TEMPO.CO, Jakarta-Pemohon uji materi Undang-undang nomor 20 tahun 2003 tentang Sistem Pendidikan Nasional (Sisdiknas) berharap Mahkamah Konstitusi (MK) segera mengeluarkan putusan bulan Juni ini.
Sebab saat ini adalah masa penerimaan siswa baru. Akan lebih baik kalau MK sudah keluarkan keputusan, kata Jumono, salah satu pemohon uji materi, di kantor Indonesia Corruption Watch (ICW) pada Rabu 6 Juni 2012.
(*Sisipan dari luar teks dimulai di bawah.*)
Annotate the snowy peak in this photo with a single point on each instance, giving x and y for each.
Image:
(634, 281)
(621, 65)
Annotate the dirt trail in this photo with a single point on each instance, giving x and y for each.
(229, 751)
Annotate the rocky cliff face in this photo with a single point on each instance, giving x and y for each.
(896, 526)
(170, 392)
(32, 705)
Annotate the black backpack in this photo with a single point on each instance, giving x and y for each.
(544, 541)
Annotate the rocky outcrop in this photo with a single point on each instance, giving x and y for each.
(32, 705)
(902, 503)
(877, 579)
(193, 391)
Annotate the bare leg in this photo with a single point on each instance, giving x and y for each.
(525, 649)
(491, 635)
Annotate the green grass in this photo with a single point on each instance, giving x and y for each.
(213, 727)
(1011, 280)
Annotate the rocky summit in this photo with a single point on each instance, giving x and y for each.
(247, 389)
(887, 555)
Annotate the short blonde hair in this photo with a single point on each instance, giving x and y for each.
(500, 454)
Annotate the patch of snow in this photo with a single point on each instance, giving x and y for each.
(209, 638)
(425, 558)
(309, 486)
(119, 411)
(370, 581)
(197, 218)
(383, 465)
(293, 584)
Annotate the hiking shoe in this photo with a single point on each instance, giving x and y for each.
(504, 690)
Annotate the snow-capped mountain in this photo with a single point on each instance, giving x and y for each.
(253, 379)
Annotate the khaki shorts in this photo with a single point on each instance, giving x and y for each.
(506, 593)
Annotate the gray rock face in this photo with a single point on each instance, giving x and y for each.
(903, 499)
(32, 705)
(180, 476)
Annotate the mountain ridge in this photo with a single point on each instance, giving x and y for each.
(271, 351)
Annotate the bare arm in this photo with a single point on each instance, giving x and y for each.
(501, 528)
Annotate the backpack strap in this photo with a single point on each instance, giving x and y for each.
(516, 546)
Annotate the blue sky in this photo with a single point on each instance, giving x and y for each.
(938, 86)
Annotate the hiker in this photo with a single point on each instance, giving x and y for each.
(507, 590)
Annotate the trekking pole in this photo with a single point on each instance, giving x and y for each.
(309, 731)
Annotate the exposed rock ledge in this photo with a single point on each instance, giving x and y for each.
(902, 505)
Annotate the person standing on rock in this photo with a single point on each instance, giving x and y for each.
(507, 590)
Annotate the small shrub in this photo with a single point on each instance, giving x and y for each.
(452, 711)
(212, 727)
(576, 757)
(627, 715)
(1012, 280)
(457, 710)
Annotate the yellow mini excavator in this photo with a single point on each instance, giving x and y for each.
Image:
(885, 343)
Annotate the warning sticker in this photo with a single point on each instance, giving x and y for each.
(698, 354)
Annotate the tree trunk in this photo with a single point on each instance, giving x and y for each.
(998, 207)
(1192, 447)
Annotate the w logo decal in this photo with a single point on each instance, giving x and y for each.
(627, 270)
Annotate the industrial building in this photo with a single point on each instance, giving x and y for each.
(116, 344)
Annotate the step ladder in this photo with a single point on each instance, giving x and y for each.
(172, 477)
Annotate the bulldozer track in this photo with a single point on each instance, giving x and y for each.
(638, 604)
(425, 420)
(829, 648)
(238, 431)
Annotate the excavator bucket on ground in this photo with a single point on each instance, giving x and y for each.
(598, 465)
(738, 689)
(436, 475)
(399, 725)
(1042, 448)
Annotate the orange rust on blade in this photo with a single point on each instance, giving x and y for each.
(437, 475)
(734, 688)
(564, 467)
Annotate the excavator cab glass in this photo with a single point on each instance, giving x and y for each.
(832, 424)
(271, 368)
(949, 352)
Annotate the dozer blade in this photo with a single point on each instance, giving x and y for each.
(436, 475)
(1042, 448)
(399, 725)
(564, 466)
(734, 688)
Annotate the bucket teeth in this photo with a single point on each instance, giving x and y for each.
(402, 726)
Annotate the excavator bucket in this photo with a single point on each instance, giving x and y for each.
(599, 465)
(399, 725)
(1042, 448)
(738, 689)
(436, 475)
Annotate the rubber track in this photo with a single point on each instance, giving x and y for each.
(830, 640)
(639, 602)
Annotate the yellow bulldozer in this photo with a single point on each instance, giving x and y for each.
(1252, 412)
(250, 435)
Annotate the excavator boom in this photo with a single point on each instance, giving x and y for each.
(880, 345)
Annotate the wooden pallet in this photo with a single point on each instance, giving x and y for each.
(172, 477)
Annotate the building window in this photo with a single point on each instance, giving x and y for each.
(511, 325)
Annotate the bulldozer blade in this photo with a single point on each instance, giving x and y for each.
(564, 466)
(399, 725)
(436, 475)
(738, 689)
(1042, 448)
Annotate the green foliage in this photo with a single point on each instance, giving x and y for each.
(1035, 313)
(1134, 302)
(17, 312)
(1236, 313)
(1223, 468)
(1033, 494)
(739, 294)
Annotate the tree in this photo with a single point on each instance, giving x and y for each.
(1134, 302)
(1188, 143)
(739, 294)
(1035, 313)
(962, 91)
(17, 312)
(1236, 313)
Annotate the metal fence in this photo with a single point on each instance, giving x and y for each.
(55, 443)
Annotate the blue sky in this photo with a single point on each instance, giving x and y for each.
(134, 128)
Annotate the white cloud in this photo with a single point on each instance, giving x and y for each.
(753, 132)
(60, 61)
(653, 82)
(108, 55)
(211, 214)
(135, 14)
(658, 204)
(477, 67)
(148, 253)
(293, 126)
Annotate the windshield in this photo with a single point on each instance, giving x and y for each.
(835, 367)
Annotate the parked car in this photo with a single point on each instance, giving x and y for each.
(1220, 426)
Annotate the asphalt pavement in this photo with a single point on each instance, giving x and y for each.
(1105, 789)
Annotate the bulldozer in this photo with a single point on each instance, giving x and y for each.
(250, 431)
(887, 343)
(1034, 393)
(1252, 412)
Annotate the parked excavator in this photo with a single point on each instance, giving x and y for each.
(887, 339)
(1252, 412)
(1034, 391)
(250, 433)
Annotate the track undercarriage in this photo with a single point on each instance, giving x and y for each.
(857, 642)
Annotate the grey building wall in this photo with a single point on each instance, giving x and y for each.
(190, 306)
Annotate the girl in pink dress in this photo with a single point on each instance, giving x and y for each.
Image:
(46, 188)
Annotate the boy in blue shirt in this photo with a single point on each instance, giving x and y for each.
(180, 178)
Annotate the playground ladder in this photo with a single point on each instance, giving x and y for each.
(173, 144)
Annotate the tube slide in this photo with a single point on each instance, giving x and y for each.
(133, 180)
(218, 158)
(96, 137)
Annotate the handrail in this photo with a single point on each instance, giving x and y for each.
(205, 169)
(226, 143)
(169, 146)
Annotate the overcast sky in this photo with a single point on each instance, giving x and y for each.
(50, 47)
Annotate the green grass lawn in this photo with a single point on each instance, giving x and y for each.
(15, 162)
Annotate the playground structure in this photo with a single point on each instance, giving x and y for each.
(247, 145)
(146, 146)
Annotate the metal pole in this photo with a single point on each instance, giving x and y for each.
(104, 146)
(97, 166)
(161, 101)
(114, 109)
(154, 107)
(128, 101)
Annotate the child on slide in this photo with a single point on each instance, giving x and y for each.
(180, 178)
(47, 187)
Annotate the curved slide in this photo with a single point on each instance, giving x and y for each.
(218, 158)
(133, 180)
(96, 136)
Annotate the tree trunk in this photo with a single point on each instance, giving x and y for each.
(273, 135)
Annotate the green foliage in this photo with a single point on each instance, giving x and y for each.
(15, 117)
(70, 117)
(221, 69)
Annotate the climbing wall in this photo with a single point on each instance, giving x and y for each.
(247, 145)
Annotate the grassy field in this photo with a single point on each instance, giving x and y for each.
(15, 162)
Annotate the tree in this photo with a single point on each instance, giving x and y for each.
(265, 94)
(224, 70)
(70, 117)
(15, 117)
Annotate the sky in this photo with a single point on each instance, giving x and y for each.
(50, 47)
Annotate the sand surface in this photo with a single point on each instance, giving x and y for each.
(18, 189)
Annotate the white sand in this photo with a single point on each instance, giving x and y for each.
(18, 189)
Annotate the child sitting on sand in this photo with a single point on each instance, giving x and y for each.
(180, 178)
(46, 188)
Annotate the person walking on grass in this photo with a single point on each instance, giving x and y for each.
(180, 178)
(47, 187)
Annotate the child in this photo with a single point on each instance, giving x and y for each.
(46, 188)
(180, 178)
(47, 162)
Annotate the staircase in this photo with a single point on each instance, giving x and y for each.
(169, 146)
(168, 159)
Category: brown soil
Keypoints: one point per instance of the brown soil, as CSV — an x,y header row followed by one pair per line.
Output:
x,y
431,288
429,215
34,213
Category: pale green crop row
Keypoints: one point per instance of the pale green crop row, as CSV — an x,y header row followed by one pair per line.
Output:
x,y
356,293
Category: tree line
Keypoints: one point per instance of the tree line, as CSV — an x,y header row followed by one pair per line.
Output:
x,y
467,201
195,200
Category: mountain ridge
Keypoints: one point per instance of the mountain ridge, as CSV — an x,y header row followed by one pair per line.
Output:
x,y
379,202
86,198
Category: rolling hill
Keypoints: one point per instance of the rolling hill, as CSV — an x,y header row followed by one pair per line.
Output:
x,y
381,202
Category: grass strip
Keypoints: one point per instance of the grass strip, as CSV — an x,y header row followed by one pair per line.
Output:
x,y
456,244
Milang Ishak, juga pemohon uji materi, mengatakan predikat RSBI tidak menjamin kualitas alumni peserta didiknya. Program RSBI juga dinilai diskriminatif terhadap siswa miskin. Kami berharap MK bisa segera putuskan, katanya.
Adapun materi yang digugat ke MK adalah UU Sisdiknas pasal 50 ayat 3, yang mengatur tentang pembentukan Rintisan Sekolah Bertaraf Internasional (RSBI). Pasal itu mengamanatkan pemerintah daerah maupun pusat untuk menyelenggarakan sekurang-kurangnya satu sekolah di setiap jenjang pendidikan sebagai satuan pendidikan yang bertaraf internasional.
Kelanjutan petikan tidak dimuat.